How much of Canadian-bound immigrants wish to eventually immigrate to America?

This will be a post long on musing and short on evidence. But I have two anecdotes about Canadians, or at least Canadian-bound immigrants.

In grad school I met a Chinese woman who moved to Canada for her undergrad, but her express purpose was to eventually find her way into an American graduate school (which she did). She knew that not only would a Canadian undergraduate degree look good to an American Grad school, but she also knew that she could get her American visa while living as a student in Canada, and that it would be easier to do that than to get a visa while living in China. Most people don’t realize, but even if you’re accepted to a University, you aren’t guaranteed a student visa. The American state department can reject your visa if they think you’ll overstay, and the staff are very strict when issuing visas in China and India, but much more lax when issuing visas in Canada.

Now why didn’t she do her undergraduate degree in America? I don’t know, I never asked. Maybe it was too expensive, maybe she couldn’t get in. But she was open an honest that she though an American degree was better than a Canadian one, and much better than a Chinese one, and so getting an American degree was crucial for her career.

And a researcher I know at my current job has Canadian citizenship, but he and his family immigrated there with the intention of eventually reaching America. I don’t know how, but he said it’s a lot easier to get permanent residency and citizenship in Canada as opposed to America, and it’s a lot quicker. And once you’re a Canadian citizen, you have a much higher chance of getting a visa into America compared to an Indian citizen.

Like in China, the state department considers Indian citizens to be at a very high risk of overstaying their visas, and so are reluctant to give visas to them. But Canadian citizens are low risk. If you eventually want to move to America for work, moving to Canada and becoming a Canadian citizen can be a long-term strategy.

So how common is this overall? I have absolutely no idea, but I’d like to know. I know that recently both Canada and America had very high spikes of immigration. Canada under Trudeau defended its immigration policy on economic grounds as bringing in more workers to grow the economy, America under Biden instead used humanitarian grounds, as America being a beacon for the tired, poor, and huddled masses. But during this spike, there were still stories of people coming to Canada and then trying to use that to move to America.
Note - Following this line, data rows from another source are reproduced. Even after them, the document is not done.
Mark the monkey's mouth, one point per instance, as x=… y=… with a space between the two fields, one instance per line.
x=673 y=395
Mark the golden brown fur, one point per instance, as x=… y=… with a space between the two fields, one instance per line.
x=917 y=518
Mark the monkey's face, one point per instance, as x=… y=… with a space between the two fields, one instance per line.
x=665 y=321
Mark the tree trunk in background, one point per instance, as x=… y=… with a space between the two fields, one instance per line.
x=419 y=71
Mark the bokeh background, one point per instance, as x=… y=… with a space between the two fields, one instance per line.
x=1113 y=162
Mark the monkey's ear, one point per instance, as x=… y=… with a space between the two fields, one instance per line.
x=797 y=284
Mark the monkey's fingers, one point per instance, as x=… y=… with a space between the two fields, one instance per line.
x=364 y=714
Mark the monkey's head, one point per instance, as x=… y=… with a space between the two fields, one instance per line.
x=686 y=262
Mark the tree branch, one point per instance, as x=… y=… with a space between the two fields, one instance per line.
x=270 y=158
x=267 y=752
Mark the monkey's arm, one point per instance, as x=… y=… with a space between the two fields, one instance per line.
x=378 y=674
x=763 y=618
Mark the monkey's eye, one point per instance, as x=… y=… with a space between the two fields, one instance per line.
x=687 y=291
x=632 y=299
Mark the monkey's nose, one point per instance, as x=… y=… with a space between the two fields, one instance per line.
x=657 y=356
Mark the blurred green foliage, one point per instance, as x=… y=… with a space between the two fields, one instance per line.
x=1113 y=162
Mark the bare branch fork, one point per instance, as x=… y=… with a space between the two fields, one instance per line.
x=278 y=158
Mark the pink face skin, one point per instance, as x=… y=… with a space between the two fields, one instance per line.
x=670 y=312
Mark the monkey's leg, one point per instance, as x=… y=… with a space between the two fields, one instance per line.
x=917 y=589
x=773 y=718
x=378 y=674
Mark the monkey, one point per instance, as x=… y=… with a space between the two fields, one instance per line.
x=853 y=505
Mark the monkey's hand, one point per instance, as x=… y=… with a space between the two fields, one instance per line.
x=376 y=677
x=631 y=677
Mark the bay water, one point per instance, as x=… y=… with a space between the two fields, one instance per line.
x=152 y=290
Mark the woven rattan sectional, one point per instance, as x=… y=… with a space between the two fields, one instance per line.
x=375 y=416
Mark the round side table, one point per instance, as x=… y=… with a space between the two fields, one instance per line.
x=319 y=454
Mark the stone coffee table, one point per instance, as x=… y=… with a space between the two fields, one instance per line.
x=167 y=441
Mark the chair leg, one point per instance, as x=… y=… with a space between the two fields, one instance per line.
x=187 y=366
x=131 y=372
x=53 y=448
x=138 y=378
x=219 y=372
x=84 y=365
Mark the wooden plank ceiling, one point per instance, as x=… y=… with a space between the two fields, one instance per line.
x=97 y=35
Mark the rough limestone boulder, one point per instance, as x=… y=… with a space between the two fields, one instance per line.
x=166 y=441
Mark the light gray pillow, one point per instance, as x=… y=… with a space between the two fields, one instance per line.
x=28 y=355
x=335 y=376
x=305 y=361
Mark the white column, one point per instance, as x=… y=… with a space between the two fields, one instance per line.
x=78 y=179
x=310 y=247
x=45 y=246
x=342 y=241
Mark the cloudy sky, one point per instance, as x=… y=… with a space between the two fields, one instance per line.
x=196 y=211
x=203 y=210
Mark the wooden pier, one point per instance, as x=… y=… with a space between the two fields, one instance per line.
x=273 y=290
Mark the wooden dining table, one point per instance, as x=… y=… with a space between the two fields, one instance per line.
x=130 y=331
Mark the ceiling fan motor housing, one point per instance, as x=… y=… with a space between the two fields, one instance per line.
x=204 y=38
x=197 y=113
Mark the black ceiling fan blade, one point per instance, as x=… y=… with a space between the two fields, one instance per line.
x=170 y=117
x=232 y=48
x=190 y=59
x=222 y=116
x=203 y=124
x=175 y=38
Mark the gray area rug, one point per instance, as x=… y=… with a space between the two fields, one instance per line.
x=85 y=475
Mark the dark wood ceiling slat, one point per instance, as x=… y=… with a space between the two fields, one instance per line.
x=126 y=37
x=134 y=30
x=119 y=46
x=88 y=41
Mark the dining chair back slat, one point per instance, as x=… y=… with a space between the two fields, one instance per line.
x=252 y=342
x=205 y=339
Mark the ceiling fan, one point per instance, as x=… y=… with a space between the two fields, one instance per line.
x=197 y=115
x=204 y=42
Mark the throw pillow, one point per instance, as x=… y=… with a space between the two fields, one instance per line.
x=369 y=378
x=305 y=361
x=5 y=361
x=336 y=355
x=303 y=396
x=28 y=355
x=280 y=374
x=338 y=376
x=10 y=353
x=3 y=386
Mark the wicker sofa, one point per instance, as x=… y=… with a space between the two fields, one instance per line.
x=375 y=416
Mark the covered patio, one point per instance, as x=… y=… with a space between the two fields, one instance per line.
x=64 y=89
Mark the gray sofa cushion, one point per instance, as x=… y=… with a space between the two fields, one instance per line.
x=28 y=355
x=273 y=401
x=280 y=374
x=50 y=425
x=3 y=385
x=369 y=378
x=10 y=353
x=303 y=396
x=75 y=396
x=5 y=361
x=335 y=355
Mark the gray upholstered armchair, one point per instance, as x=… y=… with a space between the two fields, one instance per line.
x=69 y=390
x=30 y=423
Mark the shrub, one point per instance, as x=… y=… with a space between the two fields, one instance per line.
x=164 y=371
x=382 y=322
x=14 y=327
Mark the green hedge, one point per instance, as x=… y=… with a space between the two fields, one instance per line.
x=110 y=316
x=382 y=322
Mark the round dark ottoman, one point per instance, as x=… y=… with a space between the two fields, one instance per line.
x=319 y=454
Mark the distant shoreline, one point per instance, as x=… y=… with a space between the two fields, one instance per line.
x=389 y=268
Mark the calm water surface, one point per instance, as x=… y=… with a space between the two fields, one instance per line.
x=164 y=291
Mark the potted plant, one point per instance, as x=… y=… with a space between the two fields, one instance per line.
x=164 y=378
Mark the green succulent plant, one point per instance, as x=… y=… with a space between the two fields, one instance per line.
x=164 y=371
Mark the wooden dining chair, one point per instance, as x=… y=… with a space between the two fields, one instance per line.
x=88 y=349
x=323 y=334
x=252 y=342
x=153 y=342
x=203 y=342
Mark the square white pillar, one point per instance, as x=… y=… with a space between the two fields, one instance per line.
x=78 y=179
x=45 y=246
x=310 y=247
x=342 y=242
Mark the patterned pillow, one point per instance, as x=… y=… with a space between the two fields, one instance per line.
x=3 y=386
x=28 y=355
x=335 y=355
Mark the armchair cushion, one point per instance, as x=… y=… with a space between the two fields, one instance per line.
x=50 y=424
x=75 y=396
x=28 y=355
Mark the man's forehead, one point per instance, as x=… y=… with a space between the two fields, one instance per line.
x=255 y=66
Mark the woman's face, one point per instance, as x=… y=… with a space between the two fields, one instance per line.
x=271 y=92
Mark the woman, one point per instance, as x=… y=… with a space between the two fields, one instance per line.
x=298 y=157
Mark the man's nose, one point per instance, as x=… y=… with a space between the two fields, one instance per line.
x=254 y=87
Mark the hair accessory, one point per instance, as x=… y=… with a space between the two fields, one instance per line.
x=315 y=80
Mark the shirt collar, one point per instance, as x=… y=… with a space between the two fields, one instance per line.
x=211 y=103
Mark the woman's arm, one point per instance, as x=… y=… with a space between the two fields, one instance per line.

So how true is this, and what are the implications? A troubling implication would be if Canada was seen as a “secondary” destination for many migrants, who would only go there if they thought or knew they wouldn’t be able to go to America. That would mean the international opinion of Canada’s economy is rather low, and also that it probably wasn’t receiving the best and brightest compared to America (because the best and brightest are more likely to be accepted into America).

This could also have ramifications to how Canada is affected by American policy. America is endorsing a highly restrictive immigration policy. Will this cause more immigrants to seek Canada, as they cannot reach America? Or will it cause *less* immigrants to seek Canada, as many of them *only went to Canada in order to reach America, which they now cannot do*?

Canada is also changing its policy at the same time, so teasing apart a single cause is difficult, maybe impossible. But it does make me think.

I was once talking to an econ guy at a conference, and he said that if every country on earth adopted open borders, most countries would see their immigration plummet as almost all immigrants they would have received would instead go to the United States. I don’t know if this is true, and he was an American of a certain political persuasion, so he may have had emotional reasons to believe this is true. But if anyone else out there has evidence of this, I’d love to see it.